Nous sentons donc qu’il manque quelque chose de fondamental, mais nous ne savons pas précisément quoi. Peut-être que la prochaine itération des LLM ou une approche complètement nouvelle corrigera ces lacunes, mais nous ne savons pas si cela arrivera demain ou dans 20 ou 50 ans. Certains, comme Yann LeCun, disent que nous devrions abandonner complètement l’approche des LLM et faire autre chose. Je n’en suis pas si sûr ; peut-être pouvons-nous ajuster les LLM pour remédier aux problèmes. Puisque personne n’a encore trouvé de solution, nous ne savons tout simplement pas.

Quoi qu’il en soit, ce sont des limitations profondes qui empêchent un LLM de remplacer entièrement un humain, même dans des emplois relativement simples. Donc oui, les LLM remplaceront les ingénieurs qui choisissent de ne pas les utiliser ; mais ils ne remplaceront pas nécessairement les ingénieurs qui les utilisent — ces personnes resteront indispensables.

Étudiant: Plus tôt, vous avez mentionné que Lokad est resté rentable même si le produit ne fonctionnait pas au début. Comment est-ce possible ? Avez-vous obtenu des financements ou des subventions ? Ou proposiez-vous d’autres services ?

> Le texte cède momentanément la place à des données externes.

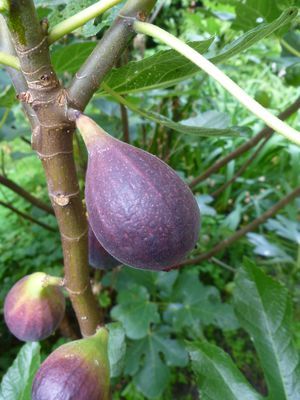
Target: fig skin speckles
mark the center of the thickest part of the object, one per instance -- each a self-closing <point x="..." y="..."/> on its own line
<point x="99" y="258"/>
<point x="141" y="212"/>
<point x="33" y="312"/>
<point x="76" y="370"/>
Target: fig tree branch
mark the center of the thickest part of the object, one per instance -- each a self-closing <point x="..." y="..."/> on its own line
<point x="9" y="61"/>
<point x="26" y="216"/>
<point x="243" y="168"/>
<point x="52" y="139"/>
<point x="236" y="91"/>
<point x="87" y="80"/>
<point x="125" y="123"/>
<point x="242" y="232"/>
<point x="265" y="132"/>
<point x="71" y="24"/>
<point x="16" y="76"/>
<point x="26" y="195"/>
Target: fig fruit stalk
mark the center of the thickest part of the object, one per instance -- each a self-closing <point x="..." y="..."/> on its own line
<point x="76" y="370"/>
<point x="34" y="307"/>
<point x="99" y="258"/>
<point x="139" y="209"/>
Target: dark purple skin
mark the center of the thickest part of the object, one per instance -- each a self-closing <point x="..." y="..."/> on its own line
<point x="33" y="319"/>
<point x="70" y="373"/>
<point x="66" y="379"/>
<point x="99" y="258"/>
<point x="139" y="209"/>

Joannes Vermorel: Non, pas de subventions ni de financements externes. Laissez-moi vous expliquer : le marché de la supply chain est un peu fou. Les plans d’affaires typiques des concurrents depuis les années 1980 se ressemblent : Étape 1, lever une montagne d’argent — des dizaines de millions. Étape 2, conquérir des parts de marché en se concentrant sur un secteur spécifique, comme l’aéronautique, pendant deux ou trois ans. Étape 3, embaucher 200 commerciaux, s’emparer de 20 % du marché, puis finalement imploser. Répétez l’opération.

Nous voyons cela constamment. Même des géants comme Nike ont failli faire faillite en 2004 à cause d’un fiasco bien connu des logiciels de supply chain avec l’un de nos concurrents. La « catastrophe Nike » est documentée sur leur page Wikipedia. Ils ont essentiellement gâché neuf mois de production chez Nike. Pendant ce temps, le même fournisseur a fait échouer de nombreux clients, a été racheté, et l’acquéreur a fini par payer 250 millions de dollars de dommages. D’après mon expérience, dans le secteur des logiciels d’entreprise, même si vous êtes médiocre, vous ne vous faites généralement pas poursuivre en justice, donc ces types devaient être vraiment affreux. Mais malgré ce dossier, ils ont simplement lancé une nouvelle entreprise — les mêmes personnes — et ont levé un autre demi-milliard de dollars. Le marché n’apprend jamais.

Nombre de nos clients viennent en réalité à nous après une demi-douzaine de tentatives désastreuses de projets de supply chain avec différents fournisseurs. L’automatisation de la supply chain est un vieux rêve ; les données sous-jacentes ont été numérisées depuis les années 80 ou 90, ils essaient donc cela depuis des décennies. Il est normal que les grandes entreprises aient une pile de projets ratés dans leur placard.

C’est l’environnement dans lequel nous évoluons. Il y a une énorme inertie. Les gens oublient. Le besoin persiste, donc ils réessaient encore et encore. Le marché peut sembler rationnel de loin, mais il est lent à résoudre ces problèmes — surtout dans un domaine opaque comme les logiciels d’entreprise. Vous pouvez même avoir une mise en œuvre catastrophique, et pourtant le client pourrait vous offrir une étude de cas élogieuse, car le responsable qui a choisi votre produit ne veut pas être blâmé. Ainsi, ironiquement, un fiasco peut être présenté comme un succès dans le discours marketing. Voilà jusqu’où cela peut devenir désordonné.

Joannes Vermorel: D’autres questions ? Tout ce que j’ai décrit vous semble-t-il normal, rationnel — ce à quoi vous vous attendiez dans le monde des affaires ?

Très bien. Quoi qu’il en soit, je vous remercie tous énormément pour le temps que vous avez passé à coder des scripts Envision. Je suis très fier de voir les étudiants de Central retrousser leurs manches et utiliser Envision. Je n’aurais jamais imaginé, lorsque j’ai écrit le premier compilateur il y a plus d’une décennie, que je verrais un jour des étudiants de Central travailler avec. C’était un pari risqué à l’époque ; il n’était pas prévu dans notre plan d’affaires de vous mettre en avant avec Envision, mais je suis ravi que cela se soit produit. Et si Rémi ou Basil ne vous l’ont pas encore dit : Lokad recrute, juste pour que vous le sachiez!